Stack-2-9-finetuned / docs /pattern-moat.md
walidsobhie-code
docs: Add official launch plan
d083607

Pattern Memory Evolution

The Pattern Memory Moat is a system for capturing, storing, and sharing code patterns across teams. It transforms individual learning into collective intelligence.

Table of Contents

  1. Auto-Extraction
  2. Team Sync
  3. Weight Fusion
  4. API Reference

Auto-Extraction

Extract patterns automatically from your Git history. The system analyzes commit messages, identifies bug fixes and features, and stores the before/after code changes.

How It Works

The extract_patterns_from_git.py script:

  1. Scans Git History: Reads through commit messages and diffs
  2. Identifies Patterns: Uses keywords to classify commits as bug fixes or features
  3. Extracts Context: Captures before/after code with metadata
  4. Stores in JSONL: Outputs structured data suitable for training

Usage

# Extract patterns from all commits
python scripts/extract_patterns_from_git.py \
    --repo-path /path/to/repo \
    --output patterns.jsonl

# Only recent commits
python scripts/extract_patterns_from_git.py \
    --repo-path /path/to/repo \
    --output patterns.jsonl \
    --since-date "2024-01-01"

Output Format

Each line in the JSONL output:

{
  "pattern_id": "a1b2c3d4e5f6g7h8",
  "problem_type": "bug_fix",
  "before_code": "def buggy_function():\n    return None + 1",
  "after_code": "def fixed_function():\n    return 1",
  "commit_msg": "fix: handle None case in function",
  "author": "developer@example.com",
  "date": "2024-03-15 10:30:00",
  "confidence": 0.85
}

Problem Types

  • bug_fix: Commits that resolve issues (keywords: fix, bug, hotfix, patch, resolve)
  • feature_addition: Commits that add new functionality (keywords: feat, add, implement, enhance)
  • unknown: Other commits (typically skipped)

Confidence Scoring

The confidence score (0.0-1.0) reflects pattern quality:

  • Base: 0.5
  • +0.2 for clear bug fix keywords
  • +0.15 for clear feature keywords
  • +0.15 for having both before and after code
  • +0.1 for substantial changes (>100 chars)
  • +0.1 for large changes (>500 chars)

Team Sync

Share and sync patterns across your team using a shared PostgreSQL database.

PostgreSQL Schema

CREATE TABLE patterns (
    id UUID PRIMARY KEY DEFAULT gen_random_uuid(),
    problem_type VARCHAR(50) NOT NULL,
    solution_hash VARCHAR(64) NOT NULL,
    code_before TEXT NOT NULL,
    code_after TEXT NOT NULL,
    success_count INTEGER DEFAULT 0,
    last_used TIMESTAMP,
    created_by VARCHAR(255) NOT NULL,
    created_at TIMESTAMP DEFAULT CURRENT_TIMESTAMP,
    
    -- Indexes
    CONSTRAINT unique_solution UNIQUE (solution_hash),
    INDEX idx_problem_type (problem_type),
    INDEX idx_success_count (success_count DESC)
);

CREATE TABLE pattern_feedback (
    id UUID PRIMARY KEY DEFAULT gen_random_uuid(),
    pattern_id UUID REFERENCES patterns(id),
    user_id VARCHAR(255) NOT NULL,
    helpful BOOLEAN NOT NULL,
    created_at TIMESTAMP DEFAULT CURRENT_TIMESTAMP
);

CREATE TABLE adapter_versions (
    id UUID PRIMARY KEY DEFAULT gen_random_uuid(),
    version_name VARCHAR(100) NOT NULL,
    adapter_path VARCHAR(500) NOT NULL,
    created_by VARCHAR(255) NOT NULL,
    created_at TIMESTAMP DEFAULT CURRENT_TIMESTAMP,
    is_active BOOLEAN DEFAULT FALSE
);

FastAPI Endpoints

GET /patterns

List patterns with filtering and pagination.

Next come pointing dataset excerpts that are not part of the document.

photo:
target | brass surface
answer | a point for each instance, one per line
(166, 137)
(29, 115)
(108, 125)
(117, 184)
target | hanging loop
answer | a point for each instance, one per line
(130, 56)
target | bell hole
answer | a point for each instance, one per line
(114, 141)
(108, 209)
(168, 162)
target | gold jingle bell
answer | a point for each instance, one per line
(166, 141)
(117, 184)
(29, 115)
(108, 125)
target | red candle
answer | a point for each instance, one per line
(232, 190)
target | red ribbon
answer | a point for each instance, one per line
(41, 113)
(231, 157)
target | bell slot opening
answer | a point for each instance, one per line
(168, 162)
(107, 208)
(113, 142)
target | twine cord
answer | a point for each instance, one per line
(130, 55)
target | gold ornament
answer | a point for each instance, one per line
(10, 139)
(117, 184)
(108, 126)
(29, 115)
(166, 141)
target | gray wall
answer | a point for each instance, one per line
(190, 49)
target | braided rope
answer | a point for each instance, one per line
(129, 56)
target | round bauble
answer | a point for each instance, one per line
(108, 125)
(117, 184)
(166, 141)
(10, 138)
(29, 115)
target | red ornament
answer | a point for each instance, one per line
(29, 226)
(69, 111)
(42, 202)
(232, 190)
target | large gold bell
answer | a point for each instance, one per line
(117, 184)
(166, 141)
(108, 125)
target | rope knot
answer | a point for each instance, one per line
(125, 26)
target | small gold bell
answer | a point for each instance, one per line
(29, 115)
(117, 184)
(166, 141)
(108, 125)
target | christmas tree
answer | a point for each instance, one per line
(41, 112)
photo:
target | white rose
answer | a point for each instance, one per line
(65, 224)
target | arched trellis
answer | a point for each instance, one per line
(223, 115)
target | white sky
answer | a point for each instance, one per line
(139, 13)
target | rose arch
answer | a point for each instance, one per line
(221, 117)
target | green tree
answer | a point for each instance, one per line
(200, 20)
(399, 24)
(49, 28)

curl -H "X-API-Key: your-api-key" \
     "http://localhost:8000/patterns?problem_type=bug_fix&limit=20"

Response:

{
  "patterns": [...],
  "total": 150,
  "page": 1,
  "per_page": 20
}

POST /patterns

Add a new pattern.

curl -X POST -H "X-API-Key: your-api-key" \
     -H "Content-Type: application/json" \
     -d '{"problem_type": "bug_fix", "code_before": "...", "code_after": "..."}' \
     "http://localhost:8000/patterns"

POST /patterns/{id}/feedback

Submit feedback on a pattern.

curl -X POST -H "X-API-Key: your-api-key" \
     -H "Content-Type: application/json" \
     -d '{"helpful": true}' \
     "http://localhost:8000/patterns/123e4567-e89b-12d3-a456-426614174000/feedback"

Authentication

API key authentication via X-API-Key header:

# Server-side middleware
async def verify_api_key(request: Request, call_next):
    api_key = request.headers.get("X-API-Key")
    if not api_key or api_key != settings.API_KEY:
        raise HTTPException(status_code=401, detail="Invalid API key")
    return await call_next(request)

Conflict Resolution

When multiple team members contribute similar patterns:

  1. Pattern Similarity Detection: Hash-based deduplication
  2. Merge Strategy: Patterns with similar solution_hash are merged
  3. Success Rate Tracking: success_count increases with positive feedback
  4. Priority: Patterns with higher success_count rank higher in queries

Weight Fusion

Combine LoRA adapters from multiple users using weighted averaging based on success rates.

Algorithm

merged_weight = Σ(adapter_i.weight * adapter_i.success_rate) / Σ(success_rate)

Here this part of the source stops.